Loosely speaking, the new mechanism operates by first conducting the old mechanism many times, using the preference lists that students have submitted to determine what internships they would choose on their turn, to discover what probability each student has of getting each internship. Then the mechanism executes trades—of probabilities—that give students a better chance of getting a more preferred internship, under the constraint that no student gets worse probabilities than they would have if the old system had been used. So, compared to the old mechanism, more students will get their first choice, more will get their first or second choice, and so on (which is called rank efficiency, since the distribution of rank orderings is improved [11]). Sophisticated mathematical tools are needed to accomplish this, including a celebrated result called the Birchoff-von Neumann theorem [12-14]. Bronfman et al. show that their approach markedly outperforms the RSD benchmark.

Centralized clearinghouses to which participants report their preferences have an additional benefit; they allow the community to learn about the desirability of different options according to submitted preferences. Policy-makers and future users of the mechanism may find this information valuable. A second contribution of the current paper is in proposing a novel approach for ranking the desirability of hospitals from the interns’ point of view. The proposed approach improves upon the existing one in several dimensions.

The importance of this paper stems mostly from the fact that internship placement has a significant effect on medical graduates. This is also the reason that many medical students seek advice on how to deal with the allocation mechanism. In this regard, the new mechanism lacks one of the desirable properties of the previous one – making it completely safe to report one’s true preferences.

A basic observation about RSD is that medical students can never receive a less desired internship by submitting a rank order list that doesn’t correspond to their actual preferences. (The only role of submitted preferences in RSD comes at the moment when a student chooses an internship from the available set and the student gets what he or she chooses.) This property is not completely satisfied by the new mechanism, since students receive probabilities that can be traded. It is not at all clear that the theoretical possibility to manipulate the mechanism would be realized in practice, and constitute an actual problem [15]. But it will be desirable to continue to monitor how the mechanism performs—the need for continued monitoring is another quite general lesson of market design, incidentally.

The redesign of the Israeli medical internship market can be viewed within the larger context of the design of entry level labor markets and other matching markets. The Israeli internship market is special in several dimensions. Unlike with internships and residencies in the US, hospitals have no say in the process. This is what allows probabilities to be traded among students, based only on students’ preferences over hospitals, since no information about hospitals’ preferences over students is considered.

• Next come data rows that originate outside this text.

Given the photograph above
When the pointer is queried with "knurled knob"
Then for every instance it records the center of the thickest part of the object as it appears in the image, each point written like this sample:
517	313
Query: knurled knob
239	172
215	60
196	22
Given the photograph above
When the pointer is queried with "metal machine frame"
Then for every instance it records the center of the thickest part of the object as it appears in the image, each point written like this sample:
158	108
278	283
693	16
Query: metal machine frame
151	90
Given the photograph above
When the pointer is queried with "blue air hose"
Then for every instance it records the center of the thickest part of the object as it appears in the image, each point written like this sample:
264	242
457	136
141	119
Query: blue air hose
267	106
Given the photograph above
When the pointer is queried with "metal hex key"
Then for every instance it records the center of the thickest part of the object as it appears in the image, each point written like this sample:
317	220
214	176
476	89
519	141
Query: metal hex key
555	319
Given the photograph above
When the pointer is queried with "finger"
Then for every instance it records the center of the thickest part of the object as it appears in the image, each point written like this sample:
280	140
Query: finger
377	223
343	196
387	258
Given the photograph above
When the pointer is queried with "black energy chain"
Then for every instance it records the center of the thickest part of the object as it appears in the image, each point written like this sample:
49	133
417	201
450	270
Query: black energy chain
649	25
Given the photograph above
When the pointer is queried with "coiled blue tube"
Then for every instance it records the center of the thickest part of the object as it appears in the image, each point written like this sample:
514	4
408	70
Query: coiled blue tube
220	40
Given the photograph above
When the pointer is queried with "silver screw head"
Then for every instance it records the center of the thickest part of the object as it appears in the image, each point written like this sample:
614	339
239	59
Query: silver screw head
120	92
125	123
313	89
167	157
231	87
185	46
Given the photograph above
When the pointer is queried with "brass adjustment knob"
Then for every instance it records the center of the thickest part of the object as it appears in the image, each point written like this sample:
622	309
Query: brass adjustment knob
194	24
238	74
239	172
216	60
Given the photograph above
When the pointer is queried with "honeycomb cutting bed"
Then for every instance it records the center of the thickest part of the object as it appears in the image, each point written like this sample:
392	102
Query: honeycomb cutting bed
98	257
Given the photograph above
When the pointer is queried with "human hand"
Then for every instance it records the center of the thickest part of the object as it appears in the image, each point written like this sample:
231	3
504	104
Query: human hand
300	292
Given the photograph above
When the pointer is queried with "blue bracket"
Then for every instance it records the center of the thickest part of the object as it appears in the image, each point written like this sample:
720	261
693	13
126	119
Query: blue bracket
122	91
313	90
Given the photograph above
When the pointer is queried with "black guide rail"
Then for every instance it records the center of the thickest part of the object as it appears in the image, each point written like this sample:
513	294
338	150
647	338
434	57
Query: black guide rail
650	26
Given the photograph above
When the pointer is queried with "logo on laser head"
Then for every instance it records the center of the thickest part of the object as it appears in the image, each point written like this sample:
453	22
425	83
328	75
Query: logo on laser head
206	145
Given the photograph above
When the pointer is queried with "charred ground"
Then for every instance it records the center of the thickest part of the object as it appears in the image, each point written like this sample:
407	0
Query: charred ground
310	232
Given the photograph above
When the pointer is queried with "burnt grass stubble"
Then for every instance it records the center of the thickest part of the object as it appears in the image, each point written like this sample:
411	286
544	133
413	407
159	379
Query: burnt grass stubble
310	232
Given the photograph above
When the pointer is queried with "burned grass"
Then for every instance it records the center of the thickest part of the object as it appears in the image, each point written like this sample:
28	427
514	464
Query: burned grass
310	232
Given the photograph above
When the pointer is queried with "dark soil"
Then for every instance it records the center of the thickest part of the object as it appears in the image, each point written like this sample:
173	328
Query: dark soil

There are other markets in Israel that could benefit from re-design, and in some of those markets both sides of the market have preferences over participants on the other side. One example we are aware of (and on which we understand some market design is already underway) is the match of students and clinical psychology programs. In this market, not only do students have preferences over programs, but each program has its own preferences over students. Settings like this one have been treated extensively by market designers around the world, and the accumulated knowledge offers some guidelines for the design of such systems.

Some thought is also presently being given in Israel to the way school slots are assigned to children, and the way organs for transplantation are allocated. Other markets, like the internship market for lawyers, suffer from problems that have been observed and sometimes dealt with in similar markets in other countries. So other organizations in Israel may also be able to profit from the experience that accumulates from market design, both in Israel and abroad.